Back in November I was approached by the composer Rhiannon Randle to write some words for a piece on the theme of creation and the environment she had been commissioned to compose for St. Michael Cornhill. We both felt that the church needed prayerfully to address the crisis of climate change and to express those concerns in her liturgy. The lectionary readings for the occasion seemed strikingly prescient and appropriate: God’s call to us through Isaiah: ‘Rouse yourself, rouse yourself!’ and Jesus’ words to the disciples in Gethsemane ‘Keep awake and Pray’. Together they seemed to me to form a wake-up call! What emerged as I began writing, was a long cry of the earth, an appeal from nature herself, which Rhiannon could set into song.
I wrote ‘Our Burning World’ before the recent devastating Australian fires, but, as you can imagine, these lines came back to me as those fires burned.

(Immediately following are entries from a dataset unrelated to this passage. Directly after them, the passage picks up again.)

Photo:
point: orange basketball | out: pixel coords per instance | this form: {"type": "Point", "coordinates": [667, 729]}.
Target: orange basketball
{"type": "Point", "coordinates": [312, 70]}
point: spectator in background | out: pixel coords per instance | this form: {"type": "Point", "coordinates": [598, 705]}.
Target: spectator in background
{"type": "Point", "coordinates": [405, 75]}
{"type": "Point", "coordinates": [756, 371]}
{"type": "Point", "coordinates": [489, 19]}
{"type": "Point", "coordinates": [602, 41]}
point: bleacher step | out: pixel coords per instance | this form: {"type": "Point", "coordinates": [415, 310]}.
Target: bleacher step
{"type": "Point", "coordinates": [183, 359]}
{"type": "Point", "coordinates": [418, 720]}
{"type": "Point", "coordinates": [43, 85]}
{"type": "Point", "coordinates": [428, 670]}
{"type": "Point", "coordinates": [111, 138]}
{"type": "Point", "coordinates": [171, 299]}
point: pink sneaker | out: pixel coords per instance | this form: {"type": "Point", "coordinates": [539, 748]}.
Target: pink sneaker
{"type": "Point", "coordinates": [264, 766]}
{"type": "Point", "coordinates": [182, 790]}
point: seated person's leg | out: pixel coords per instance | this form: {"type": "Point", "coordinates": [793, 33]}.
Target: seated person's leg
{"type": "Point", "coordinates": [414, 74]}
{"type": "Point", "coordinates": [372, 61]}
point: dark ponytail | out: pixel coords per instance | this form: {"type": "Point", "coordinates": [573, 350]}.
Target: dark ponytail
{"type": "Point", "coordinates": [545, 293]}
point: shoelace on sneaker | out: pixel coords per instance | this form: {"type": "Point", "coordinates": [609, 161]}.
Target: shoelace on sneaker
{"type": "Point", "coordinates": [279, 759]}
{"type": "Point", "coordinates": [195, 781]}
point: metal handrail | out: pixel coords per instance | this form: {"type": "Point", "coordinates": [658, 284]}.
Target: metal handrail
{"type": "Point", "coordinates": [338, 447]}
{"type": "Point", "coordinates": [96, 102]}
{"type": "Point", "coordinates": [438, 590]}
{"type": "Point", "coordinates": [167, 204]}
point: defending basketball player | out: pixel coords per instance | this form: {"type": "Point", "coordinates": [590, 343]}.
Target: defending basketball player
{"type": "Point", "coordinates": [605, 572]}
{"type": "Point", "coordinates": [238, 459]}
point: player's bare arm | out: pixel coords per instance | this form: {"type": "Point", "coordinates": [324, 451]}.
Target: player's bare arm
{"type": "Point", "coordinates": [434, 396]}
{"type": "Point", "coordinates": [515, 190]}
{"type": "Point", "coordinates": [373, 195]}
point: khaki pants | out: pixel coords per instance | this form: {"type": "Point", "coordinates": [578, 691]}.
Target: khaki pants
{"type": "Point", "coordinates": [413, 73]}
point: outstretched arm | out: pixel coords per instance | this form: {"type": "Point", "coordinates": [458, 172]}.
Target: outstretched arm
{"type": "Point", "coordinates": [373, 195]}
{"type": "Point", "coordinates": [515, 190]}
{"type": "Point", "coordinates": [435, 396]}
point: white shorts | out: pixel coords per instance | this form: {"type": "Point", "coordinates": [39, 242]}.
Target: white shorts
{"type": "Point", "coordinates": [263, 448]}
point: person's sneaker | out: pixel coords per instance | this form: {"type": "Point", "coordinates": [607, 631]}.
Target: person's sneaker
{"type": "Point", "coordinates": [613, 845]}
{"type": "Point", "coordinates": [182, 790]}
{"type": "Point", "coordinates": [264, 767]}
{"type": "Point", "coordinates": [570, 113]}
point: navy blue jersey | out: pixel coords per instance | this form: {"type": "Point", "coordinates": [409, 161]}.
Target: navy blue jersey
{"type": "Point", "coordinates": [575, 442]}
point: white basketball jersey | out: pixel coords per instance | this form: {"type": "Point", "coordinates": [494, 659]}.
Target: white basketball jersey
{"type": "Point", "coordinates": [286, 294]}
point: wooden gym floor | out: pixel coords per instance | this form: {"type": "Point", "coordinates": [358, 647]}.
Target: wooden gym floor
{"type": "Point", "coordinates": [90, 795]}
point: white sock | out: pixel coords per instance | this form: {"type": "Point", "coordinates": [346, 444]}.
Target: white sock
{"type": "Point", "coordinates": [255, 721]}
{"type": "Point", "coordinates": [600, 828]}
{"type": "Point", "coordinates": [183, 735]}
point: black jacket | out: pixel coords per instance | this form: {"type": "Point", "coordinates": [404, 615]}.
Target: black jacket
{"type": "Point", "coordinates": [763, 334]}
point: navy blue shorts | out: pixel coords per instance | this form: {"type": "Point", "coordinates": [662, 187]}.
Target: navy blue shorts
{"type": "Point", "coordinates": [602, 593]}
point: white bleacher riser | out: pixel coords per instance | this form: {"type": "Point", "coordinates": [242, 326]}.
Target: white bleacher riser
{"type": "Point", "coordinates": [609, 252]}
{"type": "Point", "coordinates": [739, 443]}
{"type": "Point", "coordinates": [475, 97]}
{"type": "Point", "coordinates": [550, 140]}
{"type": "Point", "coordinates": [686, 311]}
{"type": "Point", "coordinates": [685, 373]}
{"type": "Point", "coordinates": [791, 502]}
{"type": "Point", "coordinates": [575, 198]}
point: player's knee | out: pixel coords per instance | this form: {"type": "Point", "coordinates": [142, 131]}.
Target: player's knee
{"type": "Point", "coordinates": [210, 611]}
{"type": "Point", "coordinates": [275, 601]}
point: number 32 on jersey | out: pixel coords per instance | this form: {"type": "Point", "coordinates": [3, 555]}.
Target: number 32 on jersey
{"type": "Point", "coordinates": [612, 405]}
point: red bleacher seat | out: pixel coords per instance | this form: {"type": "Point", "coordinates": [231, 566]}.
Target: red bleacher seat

Now Rhiannon has completed the piece and it is to have its premiere at St. Michael Cornhill on Monday 17th February in an evensong service at 6pm. I am very much looking forward to hearing this piece – Rhiannon is a brilliant young composer. Do come and join us there if you can.
Here, meanwhile, are the words for ‘Our Burning World’, and below them the two readings which will accompany the anthem when it is sung.I hope that in a later post I can share a recording of Monday’s premiere:
Our Burning World
Our burning world is turning in despair,
I hear her seething, sighing through the air:
‘Oh rouse yourself, this is your wake up call
For your pollution forms my funeral pall
My last ice lapses, slips into the sea,
Will you unfreeze your tears and weep from me?
Or are you sleeping still, taking your rest?
The hour has come, that puts you to the test,
Wake up to change at last, and change for good,
Repent, return, re-plant the sacred wood.
You are my children, I too am God’s child,
And we have both together been defiled,
But God hangs with us, on the hallowed tree
That we might both be rescued, both be free.’
Rouse yourself, rouse yourself!
Stand up, O Jerusalem,
you who have drunk at the hand of the Lord
the cup of his wrath,
who have drunk to the dregs
the bowl of staggering.
There is no one to guide her
among all the children she has borne;
there is no one to take her by the hand
among all the children she has brought up.
These two things have befallen you
—who will grieve with you?—
devastation and destruction, famine and sword—
who will comfort you?[c]
Your children have fainted,
they lie at the head of every street
like an antelope in a net;
they are full of the wrath of the Lord,
the rebuke of your God.
They went to a place called Gethsemane; and he said to his disciples, “Sit here while I pray.” 33 He took with him Peter and James and John, and began to be distressed and agitated. 34 And he said to them, “I am deeply grieved, even to death; remain here, and keep awake.” 35 And going a little farther, he threw himself on the ground and prayed that, if it were possible, the hour might pass from him. 36 He said, “Abba,[h] Father, for you all things are possible; remove this cup from me; yet, not what I want, but what you want.” 37 He came and found them sleeping; and he said to Peter, “Simon, are you asleep? Could you not keep awake one hour? 38 Keep awake and pray that you may not come into the time of trial;[i] the spirit indeed is willing, but the flesh is weak.” 39 And again he went away and prayed, saying the same words. 40 And once more he came and found them sleeping, for their eyes were very heavy; and they did not know what to say to him. 41 He came a third time and said to them, “Are you still sleeping and taking your rest? Enough! The hour has come; the Son of Man is betrayed into the hands of sinners. 42 Get up, let us be going. See, my betrayer is at hand.”